The pine is old and thick, with plenty of handholds, and I’m a hell of a lot more experienced at this than he is, not to mention taller. Within seconds, I’m close enough to wrap an arm around his waist.

“I’ve got you,” I murmur, feeling the tension in his body as he leans into me. “Let me help you down.”

“But the racket—”

“Can stay there,” I insist.

I keep my voice low and steady—the same tone I use with newbies working a sawline for the first time. Calm keeps people moving.

“I can do it,” he pants, but the fight’s gone out of his voice.

“Sure, city boy. You were doing great so far.”

I guide him down slowly, my chest pressed against his back, one hand on his waist and the other showing him where to place his feet. I can smell his hair product—something orangey and probably expensive—and feel the heat of his body through his sweatshirt.

His scraped hands are shaking from exhaustion and adrenaline. I know he has to be scared out of his mind, but he doesn’t freeze or panic.

Griffin is brave.

I mean, he’s a hell of a lot of other things—stubborn and foolish come to mind—but for the second time, I find myself reluctantly admiring this idiot.

We’re about five feet from the bottom when Griffin’s boot slips on a patch of loose bark. His weight shifts wrong, throwing us both off-balance.

“Shit,” he breathes, and an instant later, we’re both falling.

We hit the ground hard, a tangle of arms and legs and pine needles. I manage to twist at the last second so I take the brunt of the impact, Griffin landing half on top of me with his face inches from mine.

We’re both breathing hard, staring at each other in the fading light, too stunned to move. His eyes are even more incredible up close—that impossible green with flecks of gold, framed by the longest eyelashes I’ve ever seen on a human.

And then, without thinking, without planning, without any goddamn sense at all, suddenly we’re kissing.

It’s the adrenaline, I think. But the second our mouths touch, something electric shoots through me, and I’m kissing him like my life depends on it.
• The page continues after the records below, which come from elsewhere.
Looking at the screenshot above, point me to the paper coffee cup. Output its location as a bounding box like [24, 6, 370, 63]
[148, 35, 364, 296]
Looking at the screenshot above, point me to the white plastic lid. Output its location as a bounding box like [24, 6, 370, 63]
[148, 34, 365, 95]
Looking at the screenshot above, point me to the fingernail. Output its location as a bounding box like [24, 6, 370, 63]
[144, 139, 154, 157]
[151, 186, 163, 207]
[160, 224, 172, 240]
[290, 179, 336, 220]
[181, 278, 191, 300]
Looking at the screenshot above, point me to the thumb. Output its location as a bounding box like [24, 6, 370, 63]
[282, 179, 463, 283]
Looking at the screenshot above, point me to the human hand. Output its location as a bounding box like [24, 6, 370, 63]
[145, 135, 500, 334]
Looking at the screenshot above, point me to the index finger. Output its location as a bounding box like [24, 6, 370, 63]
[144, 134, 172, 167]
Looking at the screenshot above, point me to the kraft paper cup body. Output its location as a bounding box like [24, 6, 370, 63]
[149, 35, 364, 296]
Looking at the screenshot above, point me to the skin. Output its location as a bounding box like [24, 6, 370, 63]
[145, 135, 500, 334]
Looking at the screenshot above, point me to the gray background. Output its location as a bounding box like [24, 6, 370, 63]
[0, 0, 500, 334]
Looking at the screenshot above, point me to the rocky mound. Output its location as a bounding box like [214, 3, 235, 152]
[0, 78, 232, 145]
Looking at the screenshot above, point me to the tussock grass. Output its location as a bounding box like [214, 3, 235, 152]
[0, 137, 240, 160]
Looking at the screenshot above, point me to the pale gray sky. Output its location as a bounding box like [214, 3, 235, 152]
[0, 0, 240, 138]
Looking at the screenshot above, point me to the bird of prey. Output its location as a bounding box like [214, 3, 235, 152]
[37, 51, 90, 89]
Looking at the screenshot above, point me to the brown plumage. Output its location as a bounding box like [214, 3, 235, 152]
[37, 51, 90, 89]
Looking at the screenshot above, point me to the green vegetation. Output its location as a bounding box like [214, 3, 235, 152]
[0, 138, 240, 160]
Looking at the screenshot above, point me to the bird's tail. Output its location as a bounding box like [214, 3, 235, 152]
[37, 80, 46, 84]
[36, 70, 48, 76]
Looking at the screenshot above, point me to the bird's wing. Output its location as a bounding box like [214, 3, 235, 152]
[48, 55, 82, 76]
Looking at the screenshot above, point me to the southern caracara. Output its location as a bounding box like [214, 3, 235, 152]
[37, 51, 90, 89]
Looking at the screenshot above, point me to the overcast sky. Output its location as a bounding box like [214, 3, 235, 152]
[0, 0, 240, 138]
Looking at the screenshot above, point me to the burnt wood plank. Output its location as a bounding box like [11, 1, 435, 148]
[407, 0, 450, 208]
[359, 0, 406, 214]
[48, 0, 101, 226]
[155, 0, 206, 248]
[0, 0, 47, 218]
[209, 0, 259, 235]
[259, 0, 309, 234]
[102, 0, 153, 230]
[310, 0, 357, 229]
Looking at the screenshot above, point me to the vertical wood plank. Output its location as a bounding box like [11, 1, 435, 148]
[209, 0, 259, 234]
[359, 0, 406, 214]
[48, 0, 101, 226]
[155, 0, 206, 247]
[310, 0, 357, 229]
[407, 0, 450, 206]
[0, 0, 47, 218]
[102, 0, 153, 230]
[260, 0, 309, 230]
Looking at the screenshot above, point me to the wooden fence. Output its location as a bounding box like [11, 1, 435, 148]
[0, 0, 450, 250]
He tastes like apples, and he makes a small, surprised sound against my lips that goes straight to my dick. His hands fist in my shirt, and for a second, I’m sure he’s going to push me away.

Instead, he kisses me back. Desperately.

This isn’t like any kiss I’ve ever had. It’s like we’re fighting with our lips, arguing with our tongues. Neither of us wants to yield any ground. Neither wants to be the first to pull away.

There’s a corner of my brain that sees just how ridiculous this is.

Griffin Mercer’s a pain-in-the-ass city boy who’s trying to destroy my livelihood.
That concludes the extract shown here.